Adopted: The universal protocol generates code that matches BEAM's native accumulator patterns, ensuring the SSA optimizer can work effectively. The generated lists:foldl-style loops are idiomatic BEAM code.

Clojerl (Clojure on BEAM)

Clojerl implements mutable atoms using dedicated Erlang processes (with a proposal to switch to ETS + compare-and-swap). Every swap!/reset! requires inter-process communication.

Cautionary tale: External mutable state on BEAM is expensive. Process-based atoms cost microseconds per operation vs. nanoseconds for tuple returns. This strongly validates the value-threading approach over Ref-boxing.

Gleam — gleam-eval Library

Gleam's community-developed gleam-eval library implements exactly the fn(state) -> #(state, result) pattern as a general-purpose state-threading mechanism. Combined with Gleam's use expressions, this provides ergonomic implicit state threading on BEAM.

Validation: The fact that this pattern emerged independently as a community library on BEAM confirms it is natural, practical, and performant for the target platform.

Pony — Reference Capabilities

Pony uses compile-time reference capabilities to prevent data races. Closures copy captured variables — mutating a captured variable inside a lambda does NOT affect the outer scope. Workarounds include array indirection or actor delegation.

Insight: Pony's approach of making closures NOT alias outer mutable variables is the opposite of what Beamtalk aims for. However, Pony's distinction between "values you can mutate" and "values you can share" inspired the pure/stateful block optimization: pure blocks (shareable, no state) vs. stateful blocks (mutable captures, need state threading).

User Impact

Newcomer (from Python/JS/Ruby)

Positive: Mutation in blocks "just works" everywhere — no mysterious failures when passing blocks to custom methods. The mental model is simple: "variables you assign to inside a block stay assigned."

Neutral: No new syntax to learn. The protocol is entirely compiler-internal.

Concern: When passing blocks to Erlang libraries, the wrapper marshalling adds a layer of indirection that may produce confusing error messages if something goes wrong.

Smalltalk Developer

Positive: Block composability is restored. Library authors can write custom iteration methods (myCustomLoop:, eachPair:, visitNodes:) and callers can pass mutating blocks, matching Smalltalk's fundamental promise.

Neutral: The distinction from Smalltalk images (where variables are truly mutable slots) is invisible — the compiled behavior matches expectations.

Concern: The two-tier optimization (inline for stdlib, universal for HOMs) is an implementation detail that occasionally leaks — performance characteristics differ between items do: [...] and items myDo: [...] even if they do the same thing.

Erlang/Elixir Developer

Positive: Generated code follows idiomatic BEAM patterns (accumulator threading via foldl-style loops). The {Result, State} convention is familiar from gen_server callbacks and Enum.reduce.

Neutral: The state map in crash dumps is readable and debuggable. Variable names are preserved as map keys ('__local__count').

Concern: Blocks passed across the Erlang boundary require wrapper funs (see Erlang Interop Boundary).

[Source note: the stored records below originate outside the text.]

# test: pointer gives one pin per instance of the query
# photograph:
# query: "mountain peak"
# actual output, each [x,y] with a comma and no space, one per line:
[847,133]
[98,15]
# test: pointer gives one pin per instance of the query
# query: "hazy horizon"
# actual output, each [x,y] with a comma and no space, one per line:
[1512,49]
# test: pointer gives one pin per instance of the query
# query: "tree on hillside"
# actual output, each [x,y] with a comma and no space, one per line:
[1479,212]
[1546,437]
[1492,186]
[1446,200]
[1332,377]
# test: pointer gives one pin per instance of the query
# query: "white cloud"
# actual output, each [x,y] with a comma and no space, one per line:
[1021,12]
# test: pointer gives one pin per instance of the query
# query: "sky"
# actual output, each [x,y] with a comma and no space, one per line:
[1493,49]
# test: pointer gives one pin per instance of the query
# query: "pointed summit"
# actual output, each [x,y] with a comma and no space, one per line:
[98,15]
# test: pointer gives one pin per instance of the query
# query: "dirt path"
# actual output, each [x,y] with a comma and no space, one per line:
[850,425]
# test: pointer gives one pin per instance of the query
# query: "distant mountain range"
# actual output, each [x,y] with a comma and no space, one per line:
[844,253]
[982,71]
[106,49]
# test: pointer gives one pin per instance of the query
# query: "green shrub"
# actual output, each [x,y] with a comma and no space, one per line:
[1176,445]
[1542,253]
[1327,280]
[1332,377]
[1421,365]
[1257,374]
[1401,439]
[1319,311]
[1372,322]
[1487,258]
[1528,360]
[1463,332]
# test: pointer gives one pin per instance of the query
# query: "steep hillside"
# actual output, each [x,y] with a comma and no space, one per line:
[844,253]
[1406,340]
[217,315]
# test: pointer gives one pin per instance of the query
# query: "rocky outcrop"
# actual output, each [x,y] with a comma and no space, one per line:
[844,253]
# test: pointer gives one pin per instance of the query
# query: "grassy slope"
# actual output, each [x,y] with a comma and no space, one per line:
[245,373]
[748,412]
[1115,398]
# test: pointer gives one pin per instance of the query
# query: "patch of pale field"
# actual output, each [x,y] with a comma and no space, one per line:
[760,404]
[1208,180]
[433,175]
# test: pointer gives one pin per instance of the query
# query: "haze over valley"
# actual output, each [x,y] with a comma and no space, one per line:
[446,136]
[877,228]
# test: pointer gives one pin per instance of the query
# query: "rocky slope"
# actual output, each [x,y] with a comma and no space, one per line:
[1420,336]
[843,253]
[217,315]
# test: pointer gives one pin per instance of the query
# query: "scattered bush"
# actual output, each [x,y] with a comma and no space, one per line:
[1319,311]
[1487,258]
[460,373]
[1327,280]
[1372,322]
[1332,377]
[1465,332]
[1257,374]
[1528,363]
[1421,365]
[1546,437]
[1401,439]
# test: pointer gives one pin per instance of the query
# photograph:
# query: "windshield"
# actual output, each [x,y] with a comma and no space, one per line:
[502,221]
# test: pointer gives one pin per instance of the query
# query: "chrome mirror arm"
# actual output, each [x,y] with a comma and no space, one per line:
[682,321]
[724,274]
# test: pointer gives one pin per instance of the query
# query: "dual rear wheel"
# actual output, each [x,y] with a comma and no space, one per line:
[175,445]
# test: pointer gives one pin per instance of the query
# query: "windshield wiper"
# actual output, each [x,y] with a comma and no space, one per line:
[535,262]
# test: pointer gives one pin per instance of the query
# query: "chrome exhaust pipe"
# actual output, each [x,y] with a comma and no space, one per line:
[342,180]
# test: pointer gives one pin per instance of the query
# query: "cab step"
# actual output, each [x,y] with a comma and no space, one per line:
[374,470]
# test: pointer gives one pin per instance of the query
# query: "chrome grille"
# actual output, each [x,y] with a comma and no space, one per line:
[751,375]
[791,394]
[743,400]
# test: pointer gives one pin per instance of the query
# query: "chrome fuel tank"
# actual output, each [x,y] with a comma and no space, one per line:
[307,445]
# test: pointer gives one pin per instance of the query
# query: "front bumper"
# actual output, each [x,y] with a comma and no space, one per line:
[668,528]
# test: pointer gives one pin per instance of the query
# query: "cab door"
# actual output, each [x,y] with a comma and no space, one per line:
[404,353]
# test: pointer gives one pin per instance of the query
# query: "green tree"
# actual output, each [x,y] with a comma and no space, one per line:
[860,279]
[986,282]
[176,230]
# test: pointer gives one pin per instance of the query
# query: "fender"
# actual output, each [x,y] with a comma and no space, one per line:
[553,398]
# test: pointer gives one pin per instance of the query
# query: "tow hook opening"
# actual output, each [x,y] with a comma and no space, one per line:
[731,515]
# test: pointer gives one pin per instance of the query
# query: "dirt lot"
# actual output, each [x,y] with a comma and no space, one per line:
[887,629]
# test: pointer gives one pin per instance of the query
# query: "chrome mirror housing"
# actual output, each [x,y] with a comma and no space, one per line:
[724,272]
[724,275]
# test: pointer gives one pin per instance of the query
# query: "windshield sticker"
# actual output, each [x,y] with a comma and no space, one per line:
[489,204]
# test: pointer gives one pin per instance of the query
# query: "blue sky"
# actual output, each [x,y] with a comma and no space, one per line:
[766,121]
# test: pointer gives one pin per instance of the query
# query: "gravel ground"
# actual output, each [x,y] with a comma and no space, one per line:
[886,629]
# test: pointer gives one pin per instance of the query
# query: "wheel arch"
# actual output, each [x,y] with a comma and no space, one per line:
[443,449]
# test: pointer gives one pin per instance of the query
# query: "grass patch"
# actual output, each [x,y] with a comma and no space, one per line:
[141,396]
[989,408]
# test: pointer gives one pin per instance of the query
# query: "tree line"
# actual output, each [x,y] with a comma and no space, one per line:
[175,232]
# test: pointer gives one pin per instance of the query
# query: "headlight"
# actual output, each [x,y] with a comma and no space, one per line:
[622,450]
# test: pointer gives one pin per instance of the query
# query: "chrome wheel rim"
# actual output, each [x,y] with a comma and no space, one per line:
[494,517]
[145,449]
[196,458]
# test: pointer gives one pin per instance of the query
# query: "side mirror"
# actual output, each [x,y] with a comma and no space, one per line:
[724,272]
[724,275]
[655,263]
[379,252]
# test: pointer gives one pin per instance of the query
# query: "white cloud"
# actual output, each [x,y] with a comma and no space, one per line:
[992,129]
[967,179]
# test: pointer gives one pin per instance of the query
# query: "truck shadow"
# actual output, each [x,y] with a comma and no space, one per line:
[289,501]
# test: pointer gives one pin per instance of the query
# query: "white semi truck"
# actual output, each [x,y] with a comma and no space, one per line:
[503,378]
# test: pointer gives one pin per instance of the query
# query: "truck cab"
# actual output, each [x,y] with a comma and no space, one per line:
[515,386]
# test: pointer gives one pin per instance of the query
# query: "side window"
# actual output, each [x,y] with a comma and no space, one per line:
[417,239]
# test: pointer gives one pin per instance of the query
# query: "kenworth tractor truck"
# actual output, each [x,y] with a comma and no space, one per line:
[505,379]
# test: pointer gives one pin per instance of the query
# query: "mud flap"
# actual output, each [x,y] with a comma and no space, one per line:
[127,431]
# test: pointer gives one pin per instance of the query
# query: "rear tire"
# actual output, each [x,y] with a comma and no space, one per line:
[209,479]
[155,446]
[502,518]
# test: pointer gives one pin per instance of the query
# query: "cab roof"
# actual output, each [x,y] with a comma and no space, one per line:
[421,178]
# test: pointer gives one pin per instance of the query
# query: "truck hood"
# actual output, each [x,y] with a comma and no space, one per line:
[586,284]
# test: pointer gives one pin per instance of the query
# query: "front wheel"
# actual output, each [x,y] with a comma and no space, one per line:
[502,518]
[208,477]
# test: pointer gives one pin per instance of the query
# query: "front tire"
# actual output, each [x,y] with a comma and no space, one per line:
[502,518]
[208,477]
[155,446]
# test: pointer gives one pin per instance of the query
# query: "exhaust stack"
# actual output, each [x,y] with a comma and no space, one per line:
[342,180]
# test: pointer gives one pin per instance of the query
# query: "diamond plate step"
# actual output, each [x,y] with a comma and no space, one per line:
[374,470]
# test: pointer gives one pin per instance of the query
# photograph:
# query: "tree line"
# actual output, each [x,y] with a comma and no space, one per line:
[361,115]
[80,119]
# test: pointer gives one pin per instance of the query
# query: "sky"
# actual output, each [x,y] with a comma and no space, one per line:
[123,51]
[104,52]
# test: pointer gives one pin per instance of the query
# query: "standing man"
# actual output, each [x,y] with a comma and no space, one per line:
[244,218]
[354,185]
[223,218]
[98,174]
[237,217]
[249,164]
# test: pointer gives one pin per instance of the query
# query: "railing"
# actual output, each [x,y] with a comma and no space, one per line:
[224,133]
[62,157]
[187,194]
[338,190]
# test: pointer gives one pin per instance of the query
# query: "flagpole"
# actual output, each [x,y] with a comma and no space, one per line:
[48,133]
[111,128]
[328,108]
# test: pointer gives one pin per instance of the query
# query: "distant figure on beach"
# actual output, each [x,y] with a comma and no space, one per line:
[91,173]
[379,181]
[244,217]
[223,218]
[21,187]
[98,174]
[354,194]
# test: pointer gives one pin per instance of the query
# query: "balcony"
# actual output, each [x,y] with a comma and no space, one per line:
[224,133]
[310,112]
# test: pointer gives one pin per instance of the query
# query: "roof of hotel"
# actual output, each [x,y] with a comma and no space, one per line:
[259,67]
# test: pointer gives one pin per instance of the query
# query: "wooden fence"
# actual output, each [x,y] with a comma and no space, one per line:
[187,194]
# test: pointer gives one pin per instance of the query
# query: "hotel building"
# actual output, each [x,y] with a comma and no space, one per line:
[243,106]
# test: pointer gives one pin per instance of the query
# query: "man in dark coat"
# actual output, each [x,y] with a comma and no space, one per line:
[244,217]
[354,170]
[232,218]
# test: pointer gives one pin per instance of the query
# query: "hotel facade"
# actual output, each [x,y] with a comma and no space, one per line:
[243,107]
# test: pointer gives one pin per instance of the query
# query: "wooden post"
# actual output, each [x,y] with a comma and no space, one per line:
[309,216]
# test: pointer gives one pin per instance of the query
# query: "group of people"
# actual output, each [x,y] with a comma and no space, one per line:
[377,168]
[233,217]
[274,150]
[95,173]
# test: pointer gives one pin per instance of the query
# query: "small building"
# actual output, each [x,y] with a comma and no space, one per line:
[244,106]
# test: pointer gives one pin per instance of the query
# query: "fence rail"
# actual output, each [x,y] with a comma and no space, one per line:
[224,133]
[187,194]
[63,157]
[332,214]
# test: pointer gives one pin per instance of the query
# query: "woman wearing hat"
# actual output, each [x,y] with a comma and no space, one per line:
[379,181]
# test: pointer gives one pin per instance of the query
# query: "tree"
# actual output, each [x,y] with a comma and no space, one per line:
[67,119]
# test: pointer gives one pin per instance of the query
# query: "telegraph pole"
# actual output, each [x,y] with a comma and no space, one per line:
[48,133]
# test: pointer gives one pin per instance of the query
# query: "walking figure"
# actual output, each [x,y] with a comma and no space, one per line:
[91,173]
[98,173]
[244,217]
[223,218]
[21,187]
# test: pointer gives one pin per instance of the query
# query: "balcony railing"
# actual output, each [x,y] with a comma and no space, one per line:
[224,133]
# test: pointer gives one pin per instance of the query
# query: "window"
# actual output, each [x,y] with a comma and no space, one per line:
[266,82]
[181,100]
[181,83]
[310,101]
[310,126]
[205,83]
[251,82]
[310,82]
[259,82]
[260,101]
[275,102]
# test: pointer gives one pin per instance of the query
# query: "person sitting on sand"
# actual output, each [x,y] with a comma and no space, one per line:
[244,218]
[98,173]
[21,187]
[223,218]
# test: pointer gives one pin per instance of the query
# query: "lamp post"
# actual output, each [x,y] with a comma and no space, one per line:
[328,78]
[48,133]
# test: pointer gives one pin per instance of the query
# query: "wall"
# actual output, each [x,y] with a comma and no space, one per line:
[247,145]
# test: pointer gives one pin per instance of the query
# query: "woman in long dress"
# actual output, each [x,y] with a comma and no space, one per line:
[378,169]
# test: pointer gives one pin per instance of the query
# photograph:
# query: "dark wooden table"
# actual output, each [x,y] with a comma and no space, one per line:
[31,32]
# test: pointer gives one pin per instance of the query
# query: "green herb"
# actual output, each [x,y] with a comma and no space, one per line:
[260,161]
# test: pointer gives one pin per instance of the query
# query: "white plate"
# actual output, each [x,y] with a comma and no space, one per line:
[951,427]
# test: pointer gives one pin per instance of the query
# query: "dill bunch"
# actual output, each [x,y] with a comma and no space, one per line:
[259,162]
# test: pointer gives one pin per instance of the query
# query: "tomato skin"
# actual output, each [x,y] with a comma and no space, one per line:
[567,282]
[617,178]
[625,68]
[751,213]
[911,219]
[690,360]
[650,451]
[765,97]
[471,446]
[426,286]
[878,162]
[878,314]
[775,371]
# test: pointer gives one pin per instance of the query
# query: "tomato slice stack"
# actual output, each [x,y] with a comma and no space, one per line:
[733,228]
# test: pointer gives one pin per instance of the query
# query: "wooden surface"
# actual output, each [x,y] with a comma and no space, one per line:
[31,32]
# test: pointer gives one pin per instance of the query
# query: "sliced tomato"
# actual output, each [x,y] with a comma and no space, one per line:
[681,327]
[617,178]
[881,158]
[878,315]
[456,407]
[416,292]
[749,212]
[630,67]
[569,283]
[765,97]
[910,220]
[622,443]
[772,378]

Erlang code receiving a raw Beamtalk block would see an unexpected extra arity. The wrapper captures the enclosing StateAcc at creation time so reads succeed, but mutations made inside the block are silently dropped since Erlang cannot propagate the updated state. The compiler emits a warning when a stateful block is passed to an Erlang call site.

Production Operator

Positive: One calling convention is more predictable than two. Fewer special cases means fewer edge-case bugs in production.

Neutral: Performance overhead (tuple wrap/unwrap) is negligible for stateful blocks and zero for inline-optimized blocks.

Concern: Hot code reloading a class that changes a block's mutation status (e.g., adding a field write to a formerly pure block) is safe under the universal protocol (arity doesn't change), but the two-tier optimization for stdlib means inline-optimized blocks could theoretically change shape. The implementation must ensure that inline optimization decisions are stable across reloads.

Tooling Developer (LSP, IDE)

Positive: Eliminating the BlockContext classification from the codegen path simplifies the compilation pipeline. The LSP no longer needs to know which selectors are "special" for correctness.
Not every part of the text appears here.